This finding seems well warranted by the evidence. When we keep in mind the direction of the judge as to the answer to the second question, and the difficulty of framing an answer which would express with accuracy, to the satisfaction of all the different jurors, the particulars in which the present condition of the plaintiff was due to violence received at the time of the collision, and the particulars in which it was not caused or affected thereby, and the extent and degree to which the present condition was due to violence, although the jury might be in agreement as to the general effect of the violence and the impairment produced by it, we do not think that the failure of the jury to agree upon the form of an answer, shows that they did not agree in substance upon all the elements that necessarily enter into a proper assessment of damages. There was no error of law in the refusal of the judge to set aside the verdict on this ground. Wakefield v. Wakefield Water Co. 182 Mass. 429. Florence Machine Co. v. Daggett, 135 Mass. 582. Sutherland v. Standard Ins. Co. 87 Iowa, 505, 513. Chicago & Northwestern Railway v. Dunleavy, 129 Ill. 132, 148. Schneider v. Chicago, Burlington & Northern Railroad, 42 Minn. 68.

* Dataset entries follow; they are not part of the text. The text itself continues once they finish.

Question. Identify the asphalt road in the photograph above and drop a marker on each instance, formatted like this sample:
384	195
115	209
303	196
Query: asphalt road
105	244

Another ground on which the plaintiff moved for a new trial was that the “ verdict was irregularly and improperly found, returned, received and recorded.”
It is apparent that all parties acted in good faith after the jury went out, and there is no reason to suppose that the mistake of the officer, in thinking that there had been no agreement and in leaving the papers unsealed upon the desk of the clerk of the court until morning,* injuriously affected the rights of either *58party. Without discussing the facts found by the judge, we are of opinion that the irregularities were not such as made it his duty to set aside the verdict. See Commonwealth v. Carrington, 116 Mass. 37; Nichols v. Nichols, 136 Mass. 256; Commonwealth v. Desmond, 141 Mass. 200; Commonwealth v. Slattery, 147 Mass. 423; Commonwealth v. Gagle, 147 Mass. 576; Commonwealth v. Heden, 162 Mass. 521; Commonwealth v. Edgerton, 200 Mass. 318; Commonwealth v. McCauley, 156 Mass. 49.
D. H. Coakley, R. H. Sherman, & W. Flaherty, for the plaintiff, submitted a brief. S. H. F. Freund, (F. P. Saltonstall with him,) for the defendant.Exceptions overruled.
Before Schofield, J., the trial judge.
The ear was a closed one with seats running lengthwise on each side. The plaintiff testified that he was thrown from his seat toward the middle of the car by the force of the collision.
An affidavit of one of the counsel for the plaintiff in support of the motion for a new trial stated that such counsel made inquiry of Robert McLeish, the court officer in charge of the jury in the case of Joseph W. Reilly, regarding the custody of the verdict, and that the officer told him that in accordance with his instructions he, late at night, took the papers *58including the formal verdict and answers from the foreman of the jury and put them in an unsealed envelope which he laid upon the clerk’s desk, where, so far as the officer knew, the papers remained until the following morning, when, after a conference with the court, he handed the envelope to the foreman of the jury in order that the verdict might be offered to the court.